During the presentations, this continued, and the group with the most resources received not only the most praise but also the highest score at the end. The other groups began to feel very discouraged, especially the group with the least resources as their feedback was unnecessarily critical and they were given the lowest score of all. This task had left some of the class feeling pleased, some feeling disheartened and the rest feeling confused by the treatment of students by a lecturer.
It then became clear the whole task was constructed to teach us a lesson about inequality in schools, and how as teachers we must ensure than no child feels unfavoured in our classrooms. We then discussed how lots of children suffer from inequality within their peer groups, schools and areas, and while these children know that they are at a disadvantage, the children who have more never notice how fortunate they are. This was seen in our group task when the groups with more resources and praise didn’t realise the other groups were at a disadvantage.
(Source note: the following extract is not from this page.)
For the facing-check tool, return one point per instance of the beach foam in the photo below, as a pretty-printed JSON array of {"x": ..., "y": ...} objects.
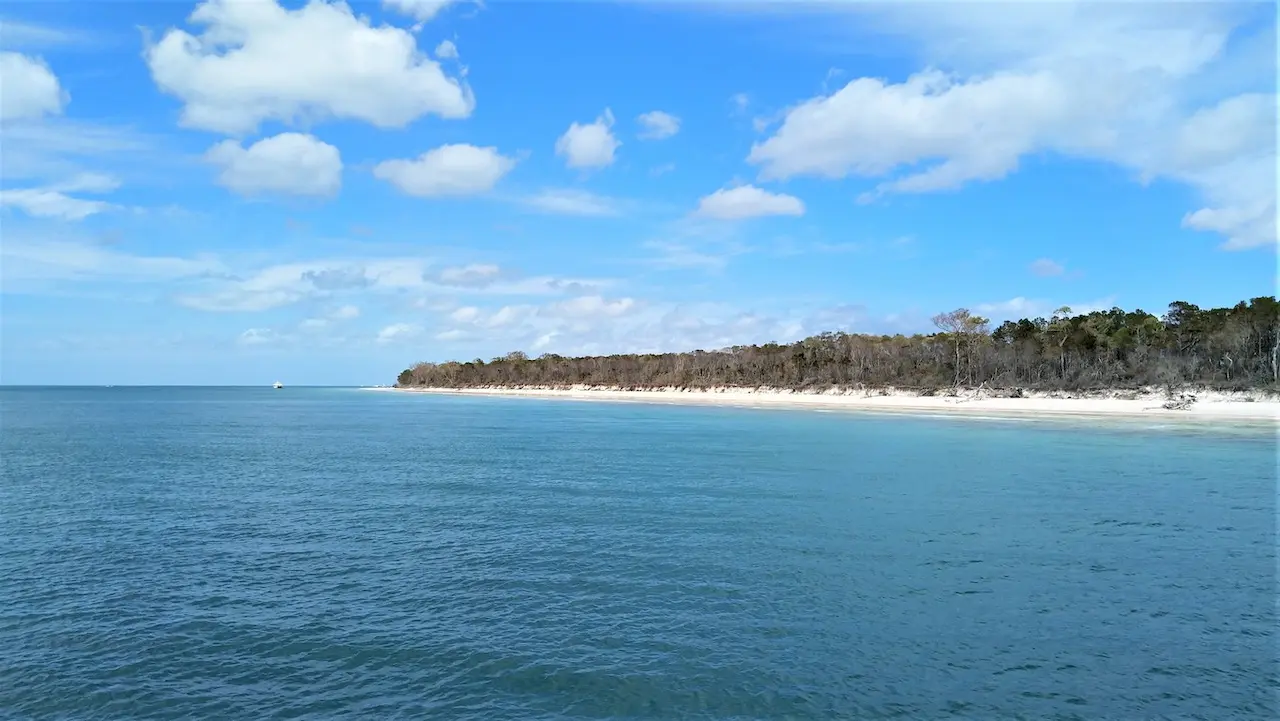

It is vitally important for teachers to enforce equality within schools in order for all children to feel confident and comfortable in their school environment. Nowadays inequality is not tolerated, and any young person found to be bulling another for reasons such as family income, social class or gender are punished and teachers should continue to enforce this to reduce inequality in schools.
However in some ways, teachers themselves create inequality in schools. For example, by forcing children to wear expensive school uniforms, expecting them to complete difficult or large amounts of homework and by holding regular parents nights and meetings. This can result in children being made to feel beneath others, if for example their parents refuse to attend meetings, cannot afford the uniforms or refuse/are unable to help with homework, as this puts these children at a disadvantage. While these things are all necessary within schools, procedures could be put in place to help these children, by encouraging parents to attend school events when possible, by encouraging pupils to donate their old uniforms at the end of each year to help less financially fortunate families and by creating homework clubs where teachers can help children with homework when their parents are unable to. Overall it is of critical importance that teachers fight hard against inequality, which they do by teaching children about the importance of equality and preventing and punishing bullying behaviour, but it is evident that a lot more needs to be done to eliminate the problem completely.